Kate Sweeney is a powerful voice in contemporary photography, who just so happens to live in my neck of the woods. She always brings so much to both sides of the camera. I’ve been fortunate to have collaborated with her a few times now, and it’s always a great time of swapping industry stories or talking about who has been inspiring us lately before moving on to making some new art of our own.
One of the inspirations that I shared with Kate was Zdzisław Beksiński, a Polish photographer and painter who was active from the 1950’s until the late nineties. One of my blog readers recently sent me a bunch of the late artists portraits and they really struck a chord with me. I bought a book of his photography and poured over the black and white portraits, street photography, and abstract still-lifes. They were simultaneously complex and simple, ominous and clever.
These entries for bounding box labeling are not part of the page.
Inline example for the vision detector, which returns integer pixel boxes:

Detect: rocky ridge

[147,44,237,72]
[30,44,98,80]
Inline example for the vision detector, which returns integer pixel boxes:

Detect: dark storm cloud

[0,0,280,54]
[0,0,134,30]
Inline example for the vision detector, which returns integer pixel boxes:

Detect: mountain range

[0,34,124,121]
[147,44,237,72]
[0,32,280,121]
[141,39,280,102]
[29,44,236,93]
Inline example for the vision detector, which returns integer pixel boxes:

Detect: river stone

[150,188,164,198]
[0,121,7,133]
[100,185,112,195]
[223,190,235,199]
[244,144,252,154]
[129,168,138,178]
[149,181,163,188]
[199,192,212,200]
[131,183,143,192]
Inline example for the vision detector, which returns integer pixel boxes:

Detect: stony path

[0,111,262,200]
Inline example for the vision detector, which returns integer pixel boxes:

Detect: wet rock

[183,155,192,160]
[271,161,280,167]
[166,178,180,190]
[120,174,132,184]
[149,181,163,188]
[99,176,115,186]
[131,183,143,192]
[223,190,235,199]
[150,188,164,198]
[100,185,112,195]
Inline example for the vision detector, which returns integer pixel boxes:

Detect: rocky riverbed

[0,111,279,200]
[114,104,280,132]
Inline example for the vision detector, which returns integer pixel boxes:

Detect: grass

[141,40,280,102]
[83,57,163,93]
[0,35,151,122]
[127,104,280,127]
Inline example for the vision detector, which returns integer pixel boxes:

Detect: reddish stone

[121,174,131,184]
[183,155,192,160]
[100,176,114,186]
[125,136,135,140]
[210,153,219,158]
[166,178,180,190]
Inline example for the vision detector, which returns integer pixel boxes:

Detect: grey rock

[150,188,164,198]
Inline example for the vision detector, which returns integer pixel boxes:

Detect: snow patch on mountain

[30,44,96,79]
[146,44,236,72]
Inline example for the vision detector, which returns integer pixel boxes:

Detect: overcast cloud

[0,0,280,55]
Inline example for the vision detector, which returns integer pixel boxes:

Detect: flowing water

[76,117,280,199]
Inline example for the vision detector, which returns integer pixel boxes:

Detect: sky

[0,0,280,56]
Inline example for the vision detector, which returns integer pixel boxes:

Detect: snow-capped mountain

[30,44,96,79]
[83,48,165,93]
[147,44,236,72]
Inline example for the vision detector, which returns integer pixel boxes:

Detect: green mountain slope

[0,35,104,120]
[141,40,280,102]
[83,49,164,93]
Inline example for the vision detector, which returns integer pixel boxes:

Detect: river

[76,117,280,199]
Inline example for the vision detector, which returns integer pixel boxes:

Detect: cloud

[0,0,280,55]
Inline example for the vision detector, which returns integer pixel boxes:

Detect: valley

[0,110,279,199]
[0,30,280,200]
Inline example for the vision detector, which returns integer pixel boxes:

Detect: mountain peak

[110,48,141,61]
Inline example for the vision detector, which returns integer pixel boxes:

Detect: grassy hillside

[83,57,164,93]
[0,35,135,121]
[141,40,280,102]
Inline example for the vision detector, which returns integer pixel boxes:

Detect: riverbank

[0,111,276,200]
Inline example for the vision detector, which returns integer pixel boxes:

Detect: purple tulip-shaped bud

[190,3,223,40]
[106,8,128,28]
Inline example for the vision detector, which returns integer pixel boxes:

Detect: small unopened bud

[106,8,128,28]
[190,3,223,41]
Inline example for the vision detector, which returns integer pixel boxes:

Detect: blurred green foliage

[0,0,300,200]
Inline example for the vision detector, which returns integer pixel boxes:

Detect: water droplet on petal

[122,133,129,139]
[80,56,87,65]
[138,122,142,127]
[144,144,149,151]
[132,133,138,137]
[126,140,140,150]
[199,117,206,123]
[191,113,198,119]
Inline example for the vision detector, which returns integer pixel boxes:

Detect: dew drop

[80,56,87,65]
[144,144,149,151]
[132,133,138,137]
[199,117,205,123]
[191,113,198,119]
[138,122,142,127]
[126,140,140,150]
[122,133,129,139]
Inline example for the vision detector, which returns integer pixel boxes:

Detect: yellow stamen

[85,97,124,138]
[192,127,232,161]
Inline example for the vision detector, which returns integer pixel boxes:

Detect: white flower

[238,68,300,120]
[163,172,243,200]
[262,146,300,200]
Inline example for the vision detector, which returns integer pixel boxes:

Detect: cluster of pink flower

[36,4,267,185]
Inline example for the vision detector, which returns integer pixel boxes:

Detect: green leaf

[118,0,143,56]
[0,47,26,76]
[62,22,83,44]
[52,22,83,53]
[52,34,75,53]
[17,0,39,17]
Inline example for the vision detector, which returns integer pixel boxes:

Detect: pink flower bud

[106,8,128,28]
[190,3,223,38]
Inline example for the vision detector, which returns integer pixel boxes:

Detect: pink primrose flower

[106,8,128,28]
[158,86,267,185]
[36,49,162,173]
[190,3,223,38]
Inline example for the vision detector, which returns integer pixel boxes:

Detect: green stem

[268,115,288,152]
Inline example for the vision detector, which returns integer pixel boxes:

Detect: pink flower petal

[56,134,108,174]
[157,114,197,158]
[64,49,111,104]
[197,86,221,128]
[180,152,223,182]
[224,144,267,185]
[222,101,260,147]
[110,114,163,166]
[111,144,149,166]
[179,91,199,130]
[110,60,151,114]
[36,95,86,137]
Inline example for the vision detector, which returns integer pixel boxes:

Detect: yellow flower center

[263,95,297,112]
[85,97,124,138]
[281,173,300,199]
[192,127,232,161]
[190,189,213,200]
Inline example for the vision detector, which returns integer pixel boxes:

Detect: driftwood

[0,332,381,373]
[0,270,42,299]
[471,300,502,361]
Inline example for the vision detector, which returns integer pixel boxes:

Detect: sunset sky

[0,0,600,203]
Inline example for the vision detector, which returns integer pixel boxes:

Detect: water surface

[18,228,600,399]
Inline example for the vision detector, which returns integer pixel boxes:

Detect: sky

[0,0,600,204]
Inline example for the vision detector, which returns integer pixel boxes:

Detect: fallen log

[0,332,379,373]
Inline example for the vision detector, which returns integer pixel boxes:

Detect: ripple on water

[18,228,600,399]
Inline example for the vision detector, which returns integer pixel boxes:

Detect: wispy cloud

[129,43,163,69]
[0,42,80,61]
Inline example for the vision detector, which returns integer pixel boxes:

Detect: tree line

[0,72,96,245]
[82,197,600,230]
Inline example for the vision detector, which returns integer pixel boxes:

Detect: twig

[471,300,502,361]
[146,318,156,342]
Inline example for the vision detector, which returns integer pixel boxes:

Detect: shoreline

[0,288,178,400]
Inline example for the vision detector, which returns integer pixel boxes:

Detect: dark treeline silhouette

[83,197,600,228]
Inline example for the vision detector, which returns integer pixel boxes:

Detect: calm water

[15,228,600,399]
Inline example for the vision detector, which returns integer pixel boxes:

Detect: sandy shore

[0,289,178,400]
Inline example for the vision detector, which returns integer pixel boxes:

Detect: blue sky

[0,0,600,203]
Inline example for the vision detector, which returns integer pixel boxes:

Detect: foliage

It made me reminisce about my early days in the craft, when hours sped past as I hunted for light and shadows and shapes and textures. I recalled the excitement that would build as I loaded the spent Tri-X onto a canister in the pitch-dark room. Time had seemed to almost stop as I agitated the bottle, washed and dried the negs, stretched them out over the light table, and decided which frames were worthy of the enlarger. Then everything seemed to speed up to double time as I’d pull out a number five Ilford filter (the highest contrast possible) and watch as the images swirled to life in the chemistry. To this day one of my favorite smells in the world is the combination of fixer and cigarettes on my fingers.
All this is to say that I really wanted to get back to that simplicity with this shoot. One light. Hard shadows. Shape studies. High contrast black and white. Really let the subject be the hero. It was my offering to the photo gods.